For instance, when considering wells that have not yet been drilled, DUCs and new producers, the primary drivers for the well triage process are purely fiscal, as opposed to technical. A slowdown is generally preferable to a shutdown in relatively new wells, since choking back high-rate producers is a relatively simple operation with low technical risk from a recoverable reserves standpoint.
A few large and mid-size operators were reportedly comfortable with simply adjusting their active drilling and completions operations in the downward direction, as opposed to a strong emphasis on working with existing producers. The various reasoning provided for this was not uniform. Some claimed lack of manpower, and some cited an inability to quantify the risks associated with restarts. Others said that the contractual and regulatory complexities associated with shutting in existing producers were overwhelming.
The parent-child well interaction dilemma was the single biggest technical obstacle to executing new undrilled PUD and DUC decisions. This is understandable, given that reserves lost to asymmetric fracturing from a child development well toward an existing producer at its midlife point can meet the definition of “fiscally material” if repeated over dozens or hundreds of drainage areas.
From a technical perspective, it is clear that legacy and midlife wells are the most difficult scenarios to work. Operators in states that have provided regulatory relief by extending allowable shut-in periods for this class of wells may have more options available as commodity prices improve. As noted, unconventional gas wells face more technical restart issues at midlife than do unconventional oil, primarily because of liquid loading.
Smaller operators without significant drilling and completion programs need to assess the technical risks associated with restarts of midlife and mature wells, even if it means that the assessment is partly qualitative. If there are multiple reservoir types, fluids and well construction practices, then the assessment should look at each of the potential parameters that could impact the recovery rates and EURs of the wells in question.

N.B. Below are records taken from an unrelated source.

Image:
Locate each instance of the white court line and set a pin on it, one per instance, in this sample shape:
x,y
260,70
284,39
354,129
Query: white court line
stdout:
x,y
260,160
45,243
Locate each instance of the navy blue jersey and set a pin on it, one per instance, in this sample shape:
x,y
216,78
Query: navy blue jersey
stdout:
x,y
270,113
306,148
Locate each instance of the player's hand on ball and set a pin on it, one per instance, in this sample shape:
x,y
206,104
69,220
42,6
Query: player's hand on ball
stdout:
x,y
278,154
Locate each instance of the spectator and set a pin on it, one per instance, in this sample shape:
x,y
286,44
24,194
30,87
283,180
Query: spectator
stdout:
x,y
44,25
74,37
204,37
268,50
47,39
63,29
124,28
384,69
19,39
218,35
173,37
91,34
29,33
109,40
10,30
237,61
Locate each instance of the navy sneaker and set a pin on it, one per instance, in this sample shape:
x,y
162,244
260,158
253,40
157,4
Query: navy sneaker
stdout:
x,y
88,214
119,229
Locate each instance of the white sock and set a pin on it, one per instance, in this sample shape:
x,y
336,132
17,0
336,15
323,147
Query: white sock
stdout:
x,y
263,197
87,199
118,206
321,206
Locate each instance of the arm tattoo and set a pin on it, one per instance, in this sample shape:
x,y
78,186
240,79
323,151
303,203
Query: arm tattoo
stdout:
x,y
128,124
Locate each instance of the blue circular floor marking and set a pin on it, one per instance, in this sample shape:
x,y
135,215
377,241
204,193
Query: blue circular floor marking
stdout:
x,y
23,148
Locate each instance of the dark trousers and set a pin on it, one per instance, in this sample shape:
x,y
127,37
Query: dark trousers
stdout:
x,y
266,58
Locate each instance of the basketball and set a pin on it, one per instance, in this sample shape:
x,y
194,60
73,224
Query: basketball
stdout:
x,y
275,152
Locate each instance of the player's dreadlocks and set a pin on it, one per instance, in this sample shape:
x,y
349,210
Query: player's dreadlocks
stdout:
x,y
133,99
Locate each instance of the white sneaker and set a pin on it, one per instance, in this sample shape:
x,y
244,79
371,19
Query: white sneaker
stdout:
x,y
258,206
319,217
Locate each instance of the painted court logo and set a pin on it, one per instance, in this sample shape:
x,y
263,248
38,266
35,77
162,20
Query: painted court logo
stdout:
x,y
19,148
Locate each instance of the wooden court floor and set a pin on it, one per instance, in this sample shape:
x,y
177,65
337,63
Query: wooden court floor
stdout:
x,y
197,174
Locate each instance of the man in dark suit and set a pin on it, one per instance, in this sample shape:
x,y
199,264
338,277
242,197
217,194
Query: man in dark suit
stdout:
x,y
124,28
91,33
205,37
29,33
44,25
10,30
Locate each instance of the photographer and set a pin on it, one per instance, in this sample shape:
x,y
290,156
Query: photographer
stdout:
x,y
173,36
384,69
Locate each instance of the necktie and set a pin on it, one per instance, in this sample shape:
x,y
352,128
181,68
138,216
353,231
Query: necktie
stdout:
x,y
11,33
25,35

The domestic industry already has demonstrated to the rest of the world that restricting flow from unconventional wells is best enabled by restricting the rate of drilling, stimulation and completion. The primary drivers are fiscal, as opposed to technical. However, for the large number of wells that have been shut in, operators will have to evaluate both technical and financial considerations as they start bringing assets back on line and restoring productivity.
DOUG WALSER is a subsurface asset valuation acceleration specialist with Hydraulic Fracturing Group LLC. Walser has 40 years of experience in the Permian Basin, Mid-Continent, Appalachian Basin, Rocky Mountains and South Texas. He has specialized in calibrating 3-D fracture modeling using a number of methods, including historical production transient analysis and calibration by various fracture mapping processes. Most recently, Walser has specialized in methods to quantify the potential to improve the recovery factors of North American resource plays. He holds a B.S. in natural gas engineering from Texas A&I University.